A very good question indeed. The disclaimer mentioned, this particular one is on a well known retail firm’s website, the company also having a Belize entity, thus showing that this firm is another that engages in offshore onboarding of clients outside CySec’s remit, demonstrates that being regulated in Europe means that only European rules apply if the broker and the client are in Europe, and rather than offer blanket leverage according to the CySec license provided, it appears that the firm allows trading at any leverage, transferring the responsibility to the trader should things go awry.
One answer to this came from an experienced retail trader who stated “If you want your money to be safe, trade with an IIROC regulated broker like Interactive Brokers or Oanda, because you are in Canada and if the regulatory body, the broker and you are all in the same region, you will be better protected and the terms will be relevant.”
“Slightly shadier would be foreign brokers but regulated in first world countries, however you would still very likely be quite ok with that, but some of the small CySec brokers do not have an office in Canada and most of the time their owners do not live in Cyprus either, and therefore the funds are sent to bank accounts in a completely unregulated area. If the broker doesn’t have a physical office in your country and/or isn’t regulated in your country, you’re most likely going to find no recourse if something goes wrong, so just stick with IIROC regulated brokers if you want peace of mind. That way you can report your broker to them if you feel you’re being cheated.”
Whilst that is sound advice, it is a great shame that proper brokerages which would adhere to rules would likely fall foul of international regulatory lobbying, whereas those who completely avoid bringing any customers on board from well regulated first world regions and then do so via a ‘back door’ office on an island in the Caribbean with absolutely no trace of such accounts anywhere near a European regulatory trade reporting system would likely continue to get away with this practice.
Over the past year, we have seen the implementation of MiFID II which has completely changed the way execution practice and trade reporting along with client treatment are handled, at great expense to brokerages worldwide and with compliance officers having to literally place their careers on the line and be responsible for an entire set of very complex rulings, yet the offshore databases held by CySec brokers continue to grow, completely out of sight of the European regulators, despite European regulation being promised to customers.
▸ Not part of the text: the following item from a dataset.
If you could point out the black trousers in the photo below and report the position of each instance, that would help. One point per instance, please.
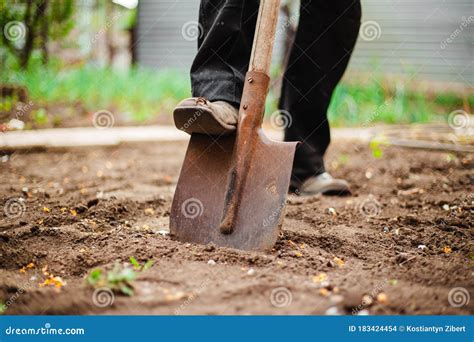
(326, 35)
FinanceFeeds has spoken to CySec on more than one occasion regarding the allowing of licensed firms to onboard clients and provide them with non-compliant offshore accounts. Today, FinanceFeeds spoke to CySec on the issue regarding leverage and potential consequences, and how this is overlooked and could cause trouble for brokers who are trying to get it right.
On all occasions, the regulatory officials replied with a metaphorical blank expression, admitting that they had no idea what either of these scenarios relate to.